We give evrybody cards.

comment_34955
Good morning, does anyone notify the patient if an atypical antibody is found? I am considering sending a card to patients, notifying them of atypical antibodies, in case they go to a different hospital.

We just had a case of this last night. A patient who has a hx of Jka, with her last Antibody Screen Negative (3 mo ago). She came in last night, her antibody screen is now positive and the Jka is back. Come to find out, she had gone to another hospital for a transfusion and they didn't have the hx of Jka.

If you do this, would you be willing to share your policy or letter, etc? Thanks-

Yes,my facility issues cards and can be most helpful.

comment_34958

Apart from the usual awful spelling, what I meant was we give cards to everyone who has an antibody - not just to everyone!!!!!!!!!!

comment_34976

A facility where I previously worked sent antibody cards to the patients. They were helpful to other facilities SOMETIMES. Often, the patients lost them, never presented them or just plain ignored them. Some patients would get confused and panic because of them, thinking we either gave them a disease or had some rare blood disorder that they should worry about. No matter how we worded the letter, we would get several phone calls/week asking us to explain what the card/letter meant.

That said, I would still send them as they were helpful when the patients presented them to our facility upon admission. Well, that is, if the nurse decided to share that information with the blood bank.

Just know you will get calls.

comment_34979

We don't give cards, but our blood center has an antibody registry and we enter antibodies on the site.
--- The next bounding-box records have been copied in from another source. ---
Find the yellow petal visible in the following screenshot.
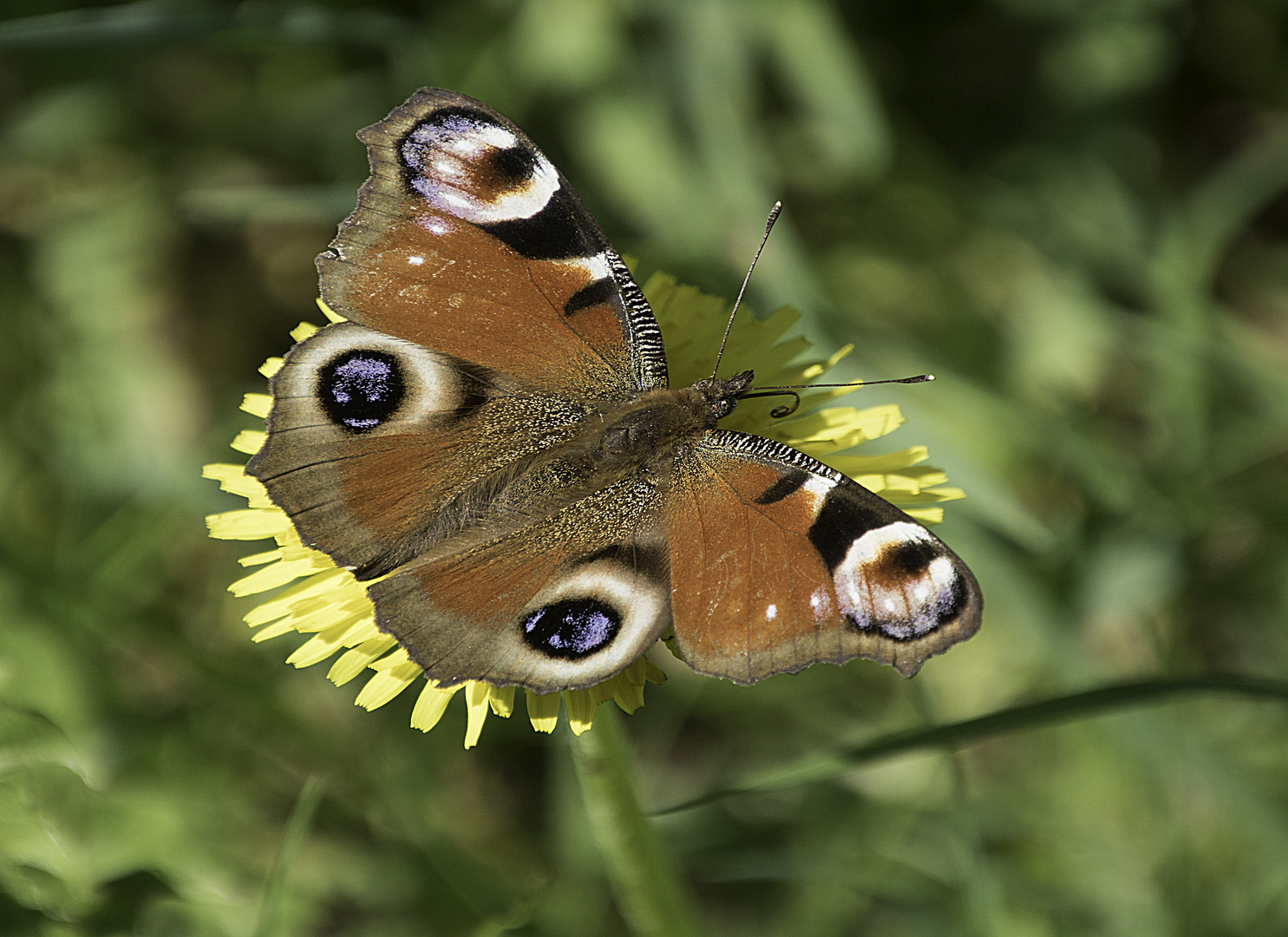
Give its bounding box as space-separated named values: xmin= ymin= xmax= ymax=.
xmin=326 ymin=632 xmax=396 ymax=687
xmin=228 ymin=429 xmax=268 ymax=455
xmin=206 ymin=508 xmax=291 ymax=540
xmin=526 ymin=690 xmax=559 ymax=732
xmin=465 ymin=680 xmax=492 ymax=749
xmin=354 ymin=661 xmax=422 ymax=709
xmin=564 ymin=690 xmax=598 ymax=735
xmin=241 ymin=393 xmax=273 ymax=419
xmin=411 ymin=680 xmax=461 ymax=732
xmin=487 ymin=687 xmax=514 ymax=719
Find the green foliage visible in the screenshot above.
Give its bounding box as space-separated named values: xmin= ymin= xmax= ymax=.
xmin=0 ymin=0 xmax=1288 ymax=937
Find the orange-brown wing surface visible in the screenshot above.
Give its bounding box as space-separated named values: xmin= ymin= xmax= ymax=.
xmin=667 ymin=430 xmax=983 ymax=683
xmin=318 ymin=89 xmax=666 ymax=397
xmin=369 ymin=477 xmax=671 ymax=693
xmin=246 ymin=322 xmax=587 ymax=579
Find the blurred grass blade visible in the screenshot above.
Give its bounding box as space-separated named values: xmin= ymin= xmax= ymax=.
xmin=654 ymin=677 xmax=1288 ymax=816
xmin=0 ymin=0 xmax=406 ymax=49
xmin=255 ymin=775 xmax=324 ymax=937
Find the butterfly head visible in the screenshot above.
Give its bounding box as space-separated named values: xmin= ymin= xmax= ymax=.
xmin=693 ymin=371 xmax=756 ymax=425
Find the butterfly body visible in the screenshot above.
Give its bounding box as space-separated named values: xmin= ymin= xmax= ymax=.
xmin=247 ymin=89 xmax=982 ymax=692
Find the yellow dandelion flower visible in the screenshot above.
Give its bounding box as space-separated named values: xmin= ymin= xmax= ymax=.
xmin=202 ymin=274 xmax=964 ymax=748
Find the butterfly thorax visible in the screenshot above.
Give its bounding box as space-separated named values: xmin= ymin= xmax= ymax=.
xmin=584 ymin=371 xmax=752 ymax=467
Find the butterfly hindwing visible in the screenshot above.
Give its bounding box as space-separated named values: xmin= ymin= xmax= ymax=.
xmin=247 ymin=322 xmax=587 ymax=579
xmin=247 ymin=89 xmax=982 ymax=693
xmin=369 ymin=480 xmax=671 ymax=693
xmin=669 ymin=430 xmax=982 ymax=683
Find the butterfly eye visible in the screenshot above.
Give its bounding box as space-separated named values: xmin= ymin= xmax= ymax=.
xmin=523 ymin=598 xmax=622 ymax=660
xmin=317 ymin=350 xmax=406 ymax=433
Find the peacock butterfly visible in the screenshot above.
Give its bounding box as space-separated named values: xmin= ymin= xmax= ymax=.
xmin=246 ymin=89 xmax=983 ymax=693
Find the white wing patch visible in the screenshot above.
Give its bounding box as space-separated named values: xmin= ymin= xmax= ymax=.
xmin=834 ymin=521 xmax=959 ymax=640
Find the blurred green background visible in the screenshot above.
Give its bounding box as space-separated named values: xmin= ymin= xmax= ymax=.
xmin=0 ymin=0 xmax=1288 ymax=937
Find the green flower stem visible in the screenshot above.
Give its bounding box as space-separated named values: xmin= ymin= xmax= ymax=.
xmin=572 ymin=706 xmax=701 ymax=937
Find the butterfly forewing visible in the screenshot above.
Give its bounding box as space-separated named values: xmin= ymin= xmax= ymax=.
xmin=318 ymin=89 xmax=666 ymax=397
xmin=247 ymin=89 xmax=982 ymax=693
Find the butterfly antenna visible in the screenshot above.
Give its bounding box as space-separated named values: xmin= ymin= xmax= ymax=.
xmin=711 ymin=202 xmax=783 ymax=380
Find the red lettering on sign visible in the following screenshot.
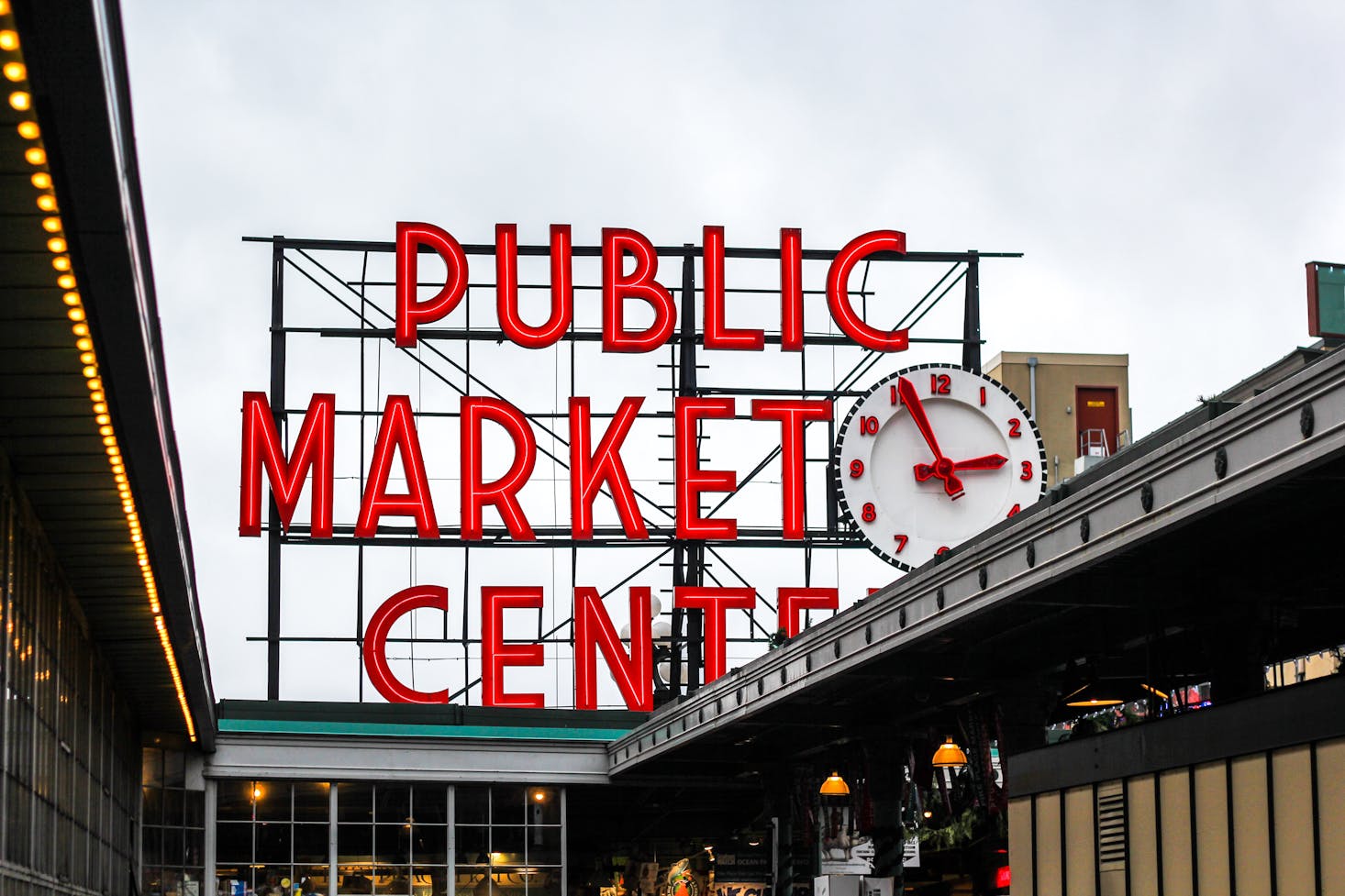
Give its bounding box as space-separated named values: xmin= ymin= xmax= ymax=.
xmin=482 ymin=585 xmax=546 ymax=709
xmin=361 ymin=585 xmax=448 ymax=703
xmin=460 ymin=395 xmax=537 ymax=541
xmin=395 ymin=221 xmax=467 ymax=348
xmin=574 ymin=587 xmax=653 ymax=713
xmin=828 ymin=230 xmax=909 ymax=351
xmin=702 ymin=226 xmax=765 ymax=351
xmin=495 ymin=225 xmax=574 ymax=348
xmin=603 ymin=227 xmax=676 ymax=351
xmin=571 ymin=397 xmax=650 ymax=539
xmin=751 ymin=398 xmax=831 ymax=538
xmin=672 ymin=395 xmax=739 ymax=541
xmin=776 ymin=588 xmax=840 ymax=637
xmin=355 ymin=395 xmax=439 ymax=538
xmin=672 ymin=585 xmax=756 ymax=685
xmin=238 ymin=392 xmax=337 ymax=538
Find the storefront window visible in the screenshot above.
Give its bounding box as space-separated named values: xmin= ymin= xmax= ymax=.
xmin=216 ymin=780 xmax=563 ymax=896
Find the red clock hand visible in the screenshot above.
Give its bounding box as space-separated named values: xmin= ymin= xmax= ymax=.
xmin=897 ymin=377 xmax=962 ymax=498
xmin=916 ymin=455 xmax=1009 ymax=481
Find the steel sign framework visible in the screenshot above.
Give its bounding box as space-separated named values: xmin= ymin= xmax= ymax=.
xmin=245 ymin=228 xmax=1019 ymax=702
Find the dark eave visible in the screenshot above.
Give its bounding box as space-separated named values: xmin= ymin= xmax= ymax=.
xmin=0 ymin=0 xmax=216 ymax=749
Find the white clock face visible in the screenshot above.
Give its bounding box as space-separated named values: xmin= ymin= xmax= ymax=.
xmin=837 ymin=365 xmax=1047 ymax=570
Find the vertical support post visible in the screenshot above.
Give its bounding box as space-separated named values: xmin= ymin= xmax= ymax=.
xmin=962 ymin=249 xmax=981 ymax=372
xmin=673 ymin=244 xmax=705 ymax=694
xmin=266 ymin=236 xmax=289 ymax=700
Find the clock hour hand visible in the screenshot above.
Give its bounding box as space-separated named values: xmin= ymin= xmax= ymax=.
xmin=897 ymin=377 xmax=962 ymax=498
xmin=916 ymin=455 xmax=1009 ymax=481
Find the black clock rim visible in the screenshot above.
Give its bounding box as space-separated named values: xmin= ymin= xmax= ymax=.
xmin=831 ymin=362 xmax=1047 ymax=571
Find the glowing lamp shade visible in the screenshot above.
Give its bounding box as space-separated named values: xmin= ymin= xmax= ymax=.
xmin=933 ymin=737 xmax=967 ymax=769
xmin=817 ymin=772 xmax=850 ymax=796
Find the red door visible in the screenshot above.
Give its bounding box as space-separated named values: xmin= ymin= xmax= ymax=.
xmin=1074 ymin=386 xmax=1120 ymax=458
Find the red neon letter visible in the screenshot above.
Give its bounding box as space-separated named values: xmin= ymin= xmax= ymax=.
xmin=396 ymin=221 xmax=467 ymax=348
xmin=571 ymin=397 xmax=650 ymax=539
xmin=495 ymin=225 xmax=574 ymax=348
xmin=574 ymin=587 xmax=653 ymax=713
xmin=776 ymin=588 xmax=840 ymax=637
xmin=355 ymin=395 xmax=439 ymax=538
xmin=704 ymin=226 xmax=765 ymax=351
xmin=238 ymin=392 xmax=337 ymax=538
xmin=603 ymin=227 xmax=676 ymax=351
xmin=828 ymin=230 xmax=909 ymax=351
xmin=672 ymin=397 xmax=739 ymax=539
xmin=361 ymin=585 xmax=448 ymax=703
xmin=482 ymin=585 xmax=546 ymax=709
xmin=751 ymin=398 xmax=831 ymax=538
xmin=461 ymin=395 xmax=537 ymax=541
xmin=672 ymin=587 xmax=756 ymax=685
xmin=780 ymin=227 xmax=803 ymax=351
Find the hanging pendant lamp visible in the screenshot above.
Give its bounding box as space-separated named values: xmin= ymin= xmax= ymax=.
xmin=933 ymin=737 xmax=967 ymax=769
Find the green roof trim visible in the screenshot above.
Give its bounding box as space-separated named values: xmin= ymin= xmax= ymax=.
xmin=219 ymin=718 xmax=627 ymax=741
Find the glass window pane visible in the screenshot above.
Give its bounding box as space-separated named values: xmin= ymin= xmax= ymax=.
xmin=374 ymin=784 xmax=412 ymax=824
xmin=412 ymin=784 xmax=448 ymax=824
xmin=337 ymin=865 xmax=374 ymax=896
xmin=491 ymin=824 xmax=523 ymax=865
xmin=337 ymin=824 xmax=374 ymax=864
xmin=412 ymin=819 xmax=448 ymax=865
xmin=257 ymin=822 xmax=291 ymax=865
xmin=374 ymin=824 xmax=412 ymax=865
xmin=453 ymin=784 xmax=491 ymax=824
xmin=217 ymin=780 xmax=253 ymax=821
xmin=295 ymin=780 xmax=331 ymax=822
xmin=253 ymin=780 xmax=289 ymax=821
xmin=528 ymin=827 xmax=561 ymax=865
xmin=491 ymin=784 xmax=528 ymax=824
xmin=295 ymin=824 xmax=327 ymax=864
xmin=337 ymin=781 xmax=374 ymax=822
xmin=457 ymin=824 xmax=491 ymax=865
xmin=217 ymin=822 xmax=251 ymax=865
xmin=528 ymin=786 xmax=561 ymax=824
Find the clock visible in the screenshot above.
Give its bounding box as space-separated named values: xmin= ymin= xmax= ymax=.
xmin=837 ymin=365 xmax=1047 ymax=570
Part of our history check includes checking the registry. We have found 3 patients with clinically significant antibodies on the site, and negative screens.

comment_35099

I created a card at my prior workplace that we never really put into use. It had our lab's contact info on it. It included instructions to the patient on when and to whom to present the card, then it had instructions to that person to send a copy to the blood bank (it was a fold-over wallet card) . The few times I used it were for frequent transfusion patients with antibodies that were moving out of the area and for some with weak antibodies (mostly Jka) that we picked up in gel that I knew the other smaller hospitals in the area wouldn't detect with tube testing. In those cases I called the patient's nurse and explained the situation and answered questions.

At my current facility we send letters to primary care physicians. We used to send them cards for the patients too but they didn't want them and the patient never reappeared with the card at least that the blood bank heard of. I don't think it accomplishes anything to have the docs have a letter; they never seem to do anything about it.

The regional registry sounds great! I think I heard that our ARC has thought about it. How is all the HIPAA stuff managed? Is patient ID ever questionable?

comment_35106

It is set up so that everyone allowed to access it has a password, and is a secure site. Each hospital has a person who can enter antibodies as well. Since our supplier is also our reference lab, we have always sent specimens for identification to them, and they maintained a list of antibodies they had found. The patients are listed by name and date of birth.